Four state departments dismissed by SCOPA: accountability is teetering on the brink of collapse in Limpopo
Statement released by me Desiree van der Walt, MPL, Leader of the DA, Limpopo Province
Four state departments were dismissed last week from the meetings of the Standing Committee on Public Accounts (SCOPA) for their failure to implement its resolutions ordering them to, among other things, blacklist companies belonging to state employees and doing business with state departments without requisite approval. These departments are Treasury, the Legislature, department of Health and the department of local government and housing. This is the second time that these departments appeared before SCOPA and failed to account for the measures they took to implement SCOPA resolutions.
Failure by these state departments to implement SCOPA resolutions should not be a surprise. It means that accountability is teetering on the brink of collapse in Limpopo. These state employees have vested financial interests in state business contracts. Because these resolutions have already been adopted by the provincial parliament, failure to implement them is in fact contempt of parliament. Consequently, the Democratic Alliance will be writing to the Speaker to seek his intervention in this debacle. There must be punitive measures taken against state departments who fail to implement parliaments directives. It is simply not enough as SCOPA Chairperson, mr Ngobeni has done, to dismiss the defaulting departments, call them for a later meeting and order them to incur the costs of such meetings. It is taxpayers’ money that they will be wasting, a more stringent measure is appropriate. In 2009 the Auditor-General issued a performance audit of entities that are connected with government employees and do business with the state.
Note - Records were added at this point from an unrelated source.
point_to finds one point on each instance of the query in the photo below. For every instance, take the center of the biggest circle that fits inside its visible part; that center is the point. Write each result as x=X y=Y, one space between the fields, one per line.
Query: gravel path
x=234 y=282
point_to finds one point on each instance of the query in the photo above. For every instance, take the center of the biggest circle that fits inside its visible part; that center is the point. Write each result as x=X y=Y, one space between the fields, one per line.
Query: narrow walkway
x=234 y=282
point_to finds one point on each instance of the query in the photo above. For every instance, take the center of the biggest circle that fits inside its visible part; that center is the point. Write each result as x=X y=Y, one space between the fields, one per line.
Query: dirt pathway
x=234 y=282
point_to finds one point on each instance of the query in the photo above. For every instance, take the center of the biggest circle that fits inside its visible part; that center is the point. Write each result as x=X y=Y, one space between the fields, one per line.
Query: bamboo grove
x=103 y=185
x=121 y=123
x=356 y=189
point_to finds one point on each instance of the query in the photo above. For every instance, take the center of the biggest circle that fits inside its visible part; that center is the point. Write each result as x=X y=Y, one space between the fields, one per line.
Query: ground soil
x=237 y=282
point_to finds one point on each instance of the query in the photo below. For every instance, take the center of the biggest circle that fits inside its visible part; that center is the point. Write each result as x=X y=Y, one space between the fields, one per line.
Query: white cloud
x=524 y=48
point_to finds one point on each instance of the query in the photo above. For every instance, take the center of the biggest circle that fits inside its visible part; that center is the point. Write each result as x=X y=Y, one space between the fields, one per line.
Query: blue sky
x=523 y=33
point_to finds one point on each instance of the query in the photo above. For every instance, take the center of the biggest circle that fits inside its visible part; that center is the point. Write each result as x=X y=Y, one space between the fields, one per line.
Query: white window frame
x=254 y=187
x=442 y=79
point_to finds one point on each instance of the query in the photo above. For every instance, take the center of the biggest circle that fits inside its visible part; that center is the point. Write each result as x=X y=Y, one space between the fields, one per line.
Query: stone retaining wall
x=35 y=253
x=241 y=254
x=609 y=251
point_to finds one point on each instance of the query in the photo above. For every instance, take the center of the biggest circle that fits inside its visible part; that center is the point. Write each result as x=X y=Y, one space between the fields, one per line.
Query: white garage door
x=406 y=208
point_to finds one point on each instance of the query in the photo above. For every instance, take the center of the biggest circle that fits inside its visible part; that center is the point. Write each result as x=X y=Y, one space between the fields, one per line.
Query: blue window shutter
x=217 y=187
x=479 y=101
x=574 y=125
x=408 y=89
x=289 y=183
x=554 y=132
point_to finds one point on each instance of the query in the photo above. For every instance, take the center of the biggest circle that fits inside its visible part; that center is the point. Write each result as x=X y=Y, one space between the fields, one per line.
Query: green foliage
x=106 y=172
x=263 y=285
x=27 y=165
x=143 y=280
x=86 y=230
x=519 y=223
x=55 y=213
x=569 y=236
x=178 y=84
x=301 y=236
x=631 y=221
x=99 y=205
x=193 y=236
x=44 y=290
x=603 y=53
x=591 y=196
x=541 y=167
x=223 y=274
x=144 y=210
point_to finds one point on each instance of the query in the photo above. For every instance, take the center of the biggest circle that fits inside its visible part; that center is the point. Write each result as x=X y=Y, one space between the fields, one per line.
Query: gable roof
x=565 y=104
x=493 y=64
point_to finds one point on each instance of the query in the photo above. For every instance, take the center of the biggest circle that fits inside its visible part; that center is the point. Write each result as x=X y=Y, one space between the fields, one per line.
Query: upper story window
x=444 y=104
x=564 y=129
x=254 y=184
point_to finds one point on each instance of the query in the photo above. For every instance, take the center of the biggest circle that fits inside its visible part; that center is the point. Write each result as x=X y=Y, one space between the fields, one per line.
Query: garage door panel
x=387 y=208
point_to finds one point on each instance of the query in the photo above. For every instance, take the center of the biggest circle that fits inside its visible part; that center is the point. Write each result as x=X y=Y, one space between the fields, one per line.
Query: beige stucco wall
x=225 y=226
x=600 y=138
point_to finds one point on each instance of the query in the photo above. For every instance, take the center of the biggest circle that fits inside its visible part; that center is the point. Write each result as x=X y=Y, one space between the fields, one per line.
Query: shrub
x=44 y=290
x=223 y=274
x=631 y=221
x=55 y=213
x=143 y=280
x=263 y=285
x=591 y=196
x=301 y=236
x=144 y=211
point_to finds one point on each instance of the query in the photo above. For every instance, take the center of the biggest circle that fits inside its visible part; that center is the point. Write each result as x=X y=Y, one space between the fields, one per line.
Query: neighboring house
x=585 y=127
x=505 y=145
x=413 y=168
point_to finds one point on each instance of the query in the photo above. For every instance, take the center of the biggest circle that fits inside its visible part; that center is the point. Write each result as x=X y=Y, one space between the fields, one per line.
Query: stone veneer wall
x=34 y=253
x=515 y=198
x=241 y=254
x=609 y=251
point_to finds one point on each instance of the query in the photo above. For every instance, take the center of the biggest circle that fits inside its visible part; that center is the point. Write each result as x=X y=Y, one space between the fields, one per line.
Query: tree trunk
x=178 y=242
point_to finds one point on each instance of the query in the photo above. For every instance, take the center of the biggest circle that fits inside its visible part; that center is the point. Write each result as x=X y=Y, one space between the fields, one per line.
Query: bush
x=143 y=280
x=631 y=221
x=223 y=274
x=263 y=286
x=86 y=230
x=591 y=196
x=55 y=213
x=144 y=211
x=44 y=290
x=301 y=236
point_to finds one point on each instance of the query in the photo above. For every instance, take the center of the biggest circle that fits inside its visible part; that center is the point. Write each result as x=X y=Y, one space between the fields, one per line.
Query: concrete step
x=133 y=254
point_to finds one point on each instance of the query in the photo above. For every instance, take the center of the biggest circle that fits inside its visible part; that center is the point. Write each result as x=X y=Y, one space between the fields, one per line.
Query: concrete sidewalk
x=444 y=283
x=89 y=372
It found our Province to be the worst offender with 929 employees associated with 1240 companies which did business with state departments to the value of over R269 million. Of these employees only eight had a verifiable approval by the department concerned. The Democratic Alliance had a solution to this. They have submitted a private members bill (a manner in which a member of the legislature may introduce a bill for discussion), a piece of legislation if adopted would regulate the way in which state employees do business with government departments. This law would curb the scope of corruption in Limpopo Provincial administration. To recap, this bill would introduce the following measures: Provincial government employees and their families will be prohibited from directly or indirectly holding more than 5% of shares, stock, membership or other interests in an entity that does business with the provincial government, unless in certain circumstances.
Secondly, before the provincial government enters into any contract with an entity for the sale, lease or supply of goods and services, the entity must provide an affidavit disclosing whether or not it is owned or part-owned by employees of the Limpopo government and lastly, all provincial government employees will be required to disclose their business interests at prescribed intervals, in the same way that members of the Executive Council already do so.
However, as expected, the ruling party simply shelved this Bill until the DA was informed that upon the recent departure of the introducing member, mr J Smalle, who is now in the national parliament, this bill has been expunged. These are the time delaying tactics the DA has warned about when they introduced the Bill. The ruling party is not serious about service delivery, all they care about is enriching themselves, their families and cronies through lucrative state contracts.